Hexagram 26 (大畜, Dà Xù) is one of the 64 classical I Ching hexagrams. Wilhelm’s English translation renders the hexagram’s name as “The Taming Power of the Great”. This page describes how classical commentary reads this hexagram when received in answer to a career question.
“The Taming Power of the Great. Perseverance furthers. Not eating at home brings good fortune. It furthers one to cross the great water.”
— classical judgment text
“Heaven within the mountain: the image of the Taming Power of the Great. Thus the noble person acquaints themselves with many sayings of antiquity and many deeds of the past, in order to strengthen their character thereby.”
— classical image text
The hexagram’s general theme
Great power held in restraint — heaven contained inside a mountain. Civic life requires putting service to the state above eating at home.
Classical keywords: great restraint, accumulated power, studying classics, service over comfort, patient strength.
大畜 Dà Xù read for career questions
Classical I Ching commentary reads career questions through the hexagram's overall register of action, timing, and the relationship between effort and reward. The hexagram describes the field of forces around the career question; classical doctrine reads whether the moment favours bold action, patient consolidation, strategic withdrawal, or reconsideration of direction.

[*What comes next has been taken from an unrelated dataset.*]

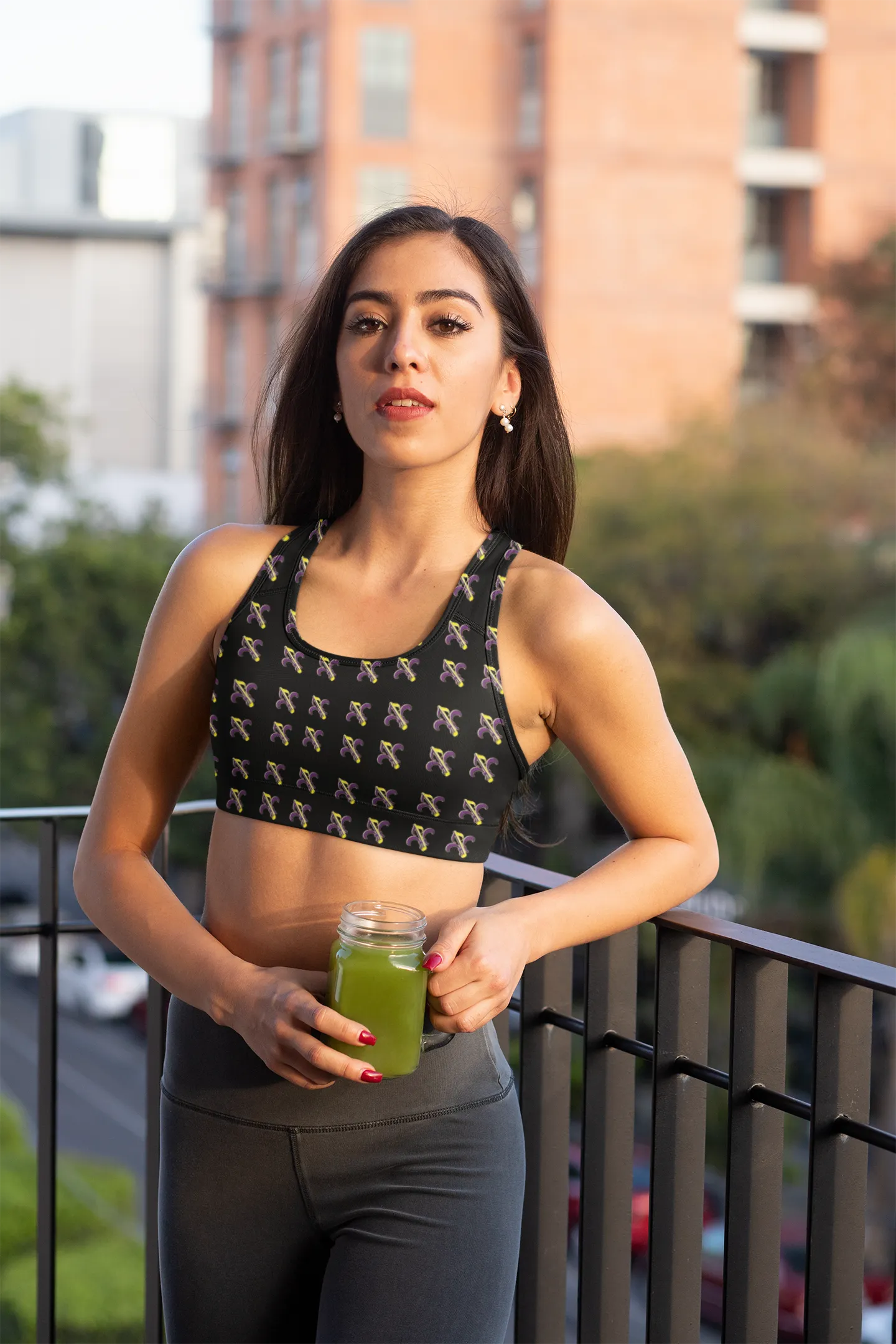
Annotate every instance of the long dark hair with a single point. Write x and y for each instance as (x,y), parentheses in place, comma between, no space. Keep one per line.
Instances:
(309,467)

For career-domain questions specifically, the hexagram’s register touches: building deep expertise. These are among the modern interpretive resonances classical commentary recognises in the hexagram.
Classical guidance for the hexagram: Restrain power — civilize it through study and service. Eat in the king's hall, not at home. Cross the great water with accumulated strength.
Read against a career question, this guidance describes the field of forces around the hexagram's overall register of action, timing, and the relationship between effort and reward. the hexagram describes the field of forces around the career question; classical doctrine reads whether the moment favours bold action, patient consolidation, strategic withdrawal, or reconsideration of direction.. The action the guidance suggests — or warns against — applies to the career question being asked, with the chart-specific qualifications that consultation provides.
Configuration
- Hexagram: #26 大畜 (Dà Xù), “The Taming Power of the Great”
- Question type: Career (事業)
- Question domain: Professional advancement, job decisions, business ventures, vocational direction
- Upper trigram: gen · Lower trigram: qian
- Hexagram lines (top to bottom):
100111(1 = yang / solid, 0 = yin / broken)
Why a generic hexagram-for-career interpretation falls short
This page describes what classical commentary reads when Hexagram 26 is received for a career question — the hexagram’s general register applied to the career domain. But a complete I Ching reading for a specific question requires the casting method (yarrow vs three-coin), identification of changing lines, the resulting secondary hexagram, and integration with the querent’s specific BaZi chart. Without those, the reading is reference-level — the broad register, not the chart-specific application. For chart-aware reading on a specific career question, book a BaZi consultation — the four-pillar chart layered with the I Ching reading produces deeper diagnostic resolution than the I Ching reading alone.